Autoregressive Conditional Heteroskedasticity (ARCH / GARCH) models
Autoregressive Conditional Heteroskedasticity (ARCH / GARCH) models An ARCH (Autoregressive Conditional Heteroskedasticity) model and an GARCH (Generalized A...
Autoregressive Conditional Heteroskedasticity (ARCH / GARCH) models An ARCH (Autoregressive Conditional Heteroskedasticity) model and an GARCH (Generalized A...
An ARCH (Autoregressive Conditional Heteroskedasticity) model and an GARCH (Generalized Autoregressive Conditional Heteroskedasticity) model are two powerful tools in financial analysis for analyzing and modeling time series data.
ARCH model:
The ARCH model builds upon the traditional Autoregressive (AR) model by incorporating the concept of heteroskedasticity.

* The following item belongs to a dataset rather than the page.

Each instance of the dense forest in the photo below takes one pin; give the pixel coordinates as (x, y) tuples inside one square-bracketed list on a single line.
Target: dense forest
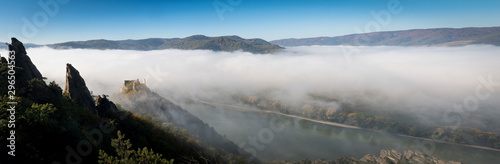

This means that the errors in the regression equation are not independent and identically distributed (i.i.d.), meaning they have a varying variance over time.
The ARCH model estimates the error variance using conditional heteroskedasticity (CH) terms, which account for the varying variance in the errors.
This allows the model to capture the true relationships between the error terms and achieve a more accurate fit.
GARCH model:
The GARCH model extends the ARCH model by incorporating a scale parameter in the error term.
This allows the model to account for the possibility of clusters (high autocorrelation) or volatility clustering (high correlation between errors at different lags) in the data.
The GARCH model uses an additional parameter, the ARCH coefficient, to estimate the dependence between the error terms based on the lagged errors.
By incorporating both the ARCH and GARCH concepts, the GARCH model offers a more flexible and accurate way to model time series data with heteroskedasticity.
Key differences:
Error term distribution: In the ARCH model, the errors are assumed to be i.i.d., whereas in the GARCH model, they can be heteroskedastic.
Modeling heteroskedasticity: ARCH uses conditional heteroskedasticity terms to account for varying error variance, whereas GARCH uses a scale parameter and an ARCH coefficient to capture heteroskedasticity.
Applications: ARCH models are commonly used when dealing with data with stable autocorrelation, while GARCH models are preferred when dealing with data with more complex heteroskedasticity patterns.
Examples:
Overall, ARCH and GARCH models are powerful tools for financial analysis that provide a flexible and accurate way to capture and model the complex dynamics of financial time series data.